THE OPERATION CHOKEPOINT 2.0 CONNECTION
For the crypto industry, this probe directly validates what advocates have called Operation Chokepoint 2.0: a pattern of account closures at major banks during 2022 and 2023 that digital asset executives said targeted them specifically for their involvement in crypto. The name invokes the original Obama-era DOJ initiative that pressured banks to cut ties with legal but politically disfavored industries.
The industry's grievances have been documented publicly for years. Crypto founders described being dropped by banks without explanation, forced to cycle through multiple institutions to keep basic operations running. The most prominent recent example: Strike CEO Jack Mallers said in November 2025 that JPMorgan abruptly closed his accounts, citing the Bank Secrecy Act without further elaboration.
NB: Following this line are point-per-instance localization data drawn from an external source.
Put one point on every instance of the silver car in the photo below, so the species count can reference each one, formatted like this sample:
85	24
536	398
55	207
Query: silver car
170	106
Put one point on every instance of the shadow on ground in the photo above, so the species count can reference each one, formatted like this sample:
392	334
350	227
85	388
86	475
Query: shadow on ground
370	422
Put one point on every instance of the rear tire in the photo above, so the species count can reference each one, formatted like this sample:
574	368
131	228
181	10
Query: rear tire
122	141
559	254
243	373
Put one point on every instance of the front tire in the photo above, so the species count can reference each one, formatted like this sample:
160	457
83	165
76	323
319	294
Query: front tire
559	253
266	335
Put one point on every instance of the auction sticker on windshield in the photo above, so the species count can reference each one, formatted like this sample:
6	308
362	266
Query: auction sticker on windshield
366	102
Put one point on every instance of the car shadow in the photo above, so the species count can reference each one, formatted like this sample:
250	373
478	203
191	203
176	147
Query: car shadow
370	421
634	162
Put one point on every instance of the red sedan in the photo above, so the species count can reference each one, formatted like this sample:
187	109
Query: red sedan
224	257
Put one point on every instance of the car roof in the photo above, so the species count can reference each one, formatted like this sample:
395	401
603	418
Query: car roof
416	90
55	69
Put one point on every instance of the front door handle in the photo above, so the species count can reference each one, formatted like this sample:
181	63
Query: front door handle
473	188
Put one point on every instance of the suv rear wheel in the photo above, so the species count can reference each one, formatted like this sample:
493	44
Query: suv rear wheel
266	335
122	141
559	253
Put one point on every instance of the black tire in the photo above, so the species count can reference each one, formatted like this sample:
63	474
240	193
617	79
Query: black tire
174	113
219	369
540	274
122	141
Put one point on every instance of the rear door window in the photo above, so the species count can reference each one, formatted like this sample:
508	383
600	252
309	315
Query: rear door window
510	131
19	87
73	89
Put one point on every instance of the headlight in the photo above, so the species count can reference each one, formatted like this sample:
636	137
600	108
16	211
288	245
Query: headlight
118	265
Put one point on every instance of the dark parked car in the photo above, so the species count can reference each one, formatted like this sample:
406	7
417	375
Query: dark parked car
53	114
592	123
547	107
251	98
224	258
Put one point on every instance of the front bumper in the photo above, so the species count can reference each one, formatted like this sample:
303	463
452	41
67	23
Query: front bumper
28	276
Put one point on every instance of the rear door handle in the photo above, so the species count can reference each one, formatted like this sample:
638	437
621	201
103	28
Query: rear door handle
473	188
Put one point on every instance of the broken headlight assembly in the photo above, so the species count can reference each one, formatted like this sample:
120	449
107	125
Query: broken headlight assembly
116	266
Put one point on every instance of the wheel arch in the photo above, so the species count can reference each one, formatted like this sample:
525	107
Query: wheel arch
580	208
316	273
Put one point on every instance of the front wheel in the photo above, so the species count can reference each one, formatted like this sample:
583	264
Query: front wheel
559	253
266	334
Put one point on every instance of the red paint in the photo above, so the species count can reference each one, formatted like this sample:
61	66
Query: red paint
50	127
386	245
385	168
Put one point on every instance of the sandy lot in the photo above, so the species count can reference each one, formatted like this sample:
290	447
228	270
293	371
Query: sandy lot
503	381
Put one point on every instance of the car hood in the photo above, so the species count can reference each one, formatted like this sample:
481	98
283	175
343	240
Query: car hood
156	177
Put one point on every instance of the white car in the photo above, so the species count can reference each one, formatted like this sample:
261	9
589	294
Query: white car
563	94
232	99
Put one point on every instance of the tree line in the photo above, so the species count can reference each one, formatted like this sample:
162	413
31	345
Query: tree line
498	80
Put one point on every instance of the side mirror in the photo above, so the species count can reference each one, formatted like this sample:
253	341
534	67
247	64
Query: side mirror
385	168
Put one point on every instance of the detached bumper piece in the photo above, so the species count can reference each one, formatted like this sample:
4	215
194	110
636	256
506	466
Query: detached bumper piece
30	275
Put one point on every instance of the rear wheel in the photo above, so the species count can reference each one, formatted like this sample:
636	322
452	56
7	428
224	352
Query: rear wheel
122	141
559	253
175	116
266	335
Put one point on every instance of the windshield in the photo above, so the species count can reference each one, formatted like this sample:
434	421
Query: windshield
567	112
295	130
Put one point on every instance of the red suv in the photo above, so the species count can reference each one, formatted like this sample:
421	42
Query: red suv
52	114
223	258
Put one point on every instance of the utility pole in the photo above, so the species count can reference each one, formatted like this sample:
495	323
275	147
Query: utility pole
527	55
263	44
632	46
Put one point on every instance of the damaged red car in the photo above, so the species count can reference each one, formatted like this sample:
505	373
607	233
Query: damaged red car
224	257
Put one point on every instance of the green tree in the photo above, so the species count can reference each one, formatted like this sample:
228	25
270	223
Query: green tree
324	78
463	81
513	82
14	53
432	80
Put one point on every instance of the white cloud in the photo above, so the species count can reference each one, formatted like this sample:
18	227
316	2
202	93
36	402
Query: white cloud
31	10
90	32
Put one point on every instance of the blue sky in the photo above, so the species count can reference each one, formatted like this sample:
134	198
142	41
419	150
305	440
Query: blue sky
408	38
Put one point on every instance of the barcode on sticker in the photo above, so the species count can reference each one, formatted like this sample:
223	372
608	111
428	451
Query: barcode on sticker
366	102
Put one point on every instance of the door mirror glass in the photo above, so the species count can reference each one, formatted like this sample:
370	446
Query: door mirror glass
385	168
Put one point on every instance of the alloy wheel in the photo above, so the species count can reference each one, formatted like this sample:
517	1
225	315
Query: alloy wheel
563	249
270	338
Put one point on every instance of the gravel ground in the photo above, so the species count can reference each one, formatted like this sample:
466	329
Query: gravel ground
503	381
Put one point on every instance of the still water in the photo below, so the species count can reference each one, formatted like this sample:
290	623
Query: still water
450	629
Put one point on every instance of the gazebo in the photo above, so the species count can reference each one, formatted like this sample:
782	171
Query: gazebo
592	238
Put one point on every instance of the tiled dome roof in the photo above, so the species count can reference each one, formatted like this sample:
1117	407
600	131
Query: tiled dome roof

Caitlyn Long, whose application to open Custodia, a fully reserved Bitcoin bank, was denied during that period, framed the subpoenas precisely. The DOJ, she wrote, is collecting evidence of who at Biden's federal bank regulators directed the banks to debank targeted industries and individuals. The subpoenas are not a discovery exercise; they are documentation of something prosecutors believe they already understand.
WHERE THE BANKS STAND
JPMorgan and Bank of America each previously confirmed related probes in regulatory filings. JPMorgan disclosed in its November 2025 quarterly filing that it faced reviews and legal proceedings tied to Trump's August 2025 executive order on debanking. The bank stated that its code of conduct prohibits closing accounts for political or religious reasons. Bank of America made a similar disclosure around the same time. Wells Fargo declined to comment.
The subpoenas extend a broader enforcement campaign that began with Trump's August 2025 executive order directing regulators to review banks' account closure policies for political or religious discrimination. The OCC followed in September, requesting banking data from the nine largest banks it supervises. The Small Business Administration sent similar directives to more than 5,000 banks.
WHAT RESOLUTION ACTUALLY REQUIRES
The probe is a formal government inquiry, not a settlement or a consent order. Whether it produces meaningful structural change for Bitcoin-native businesses, including better access to banking and improved loan terms, depends on whether the subpoenas yield enforcement actions, not just headlines. The investigation has named the right targets and is asking the right questions. What it finds, and what the DOJ does with those findings, is what determines whether this changes anything for the next company that gets quietly dropped by its bank.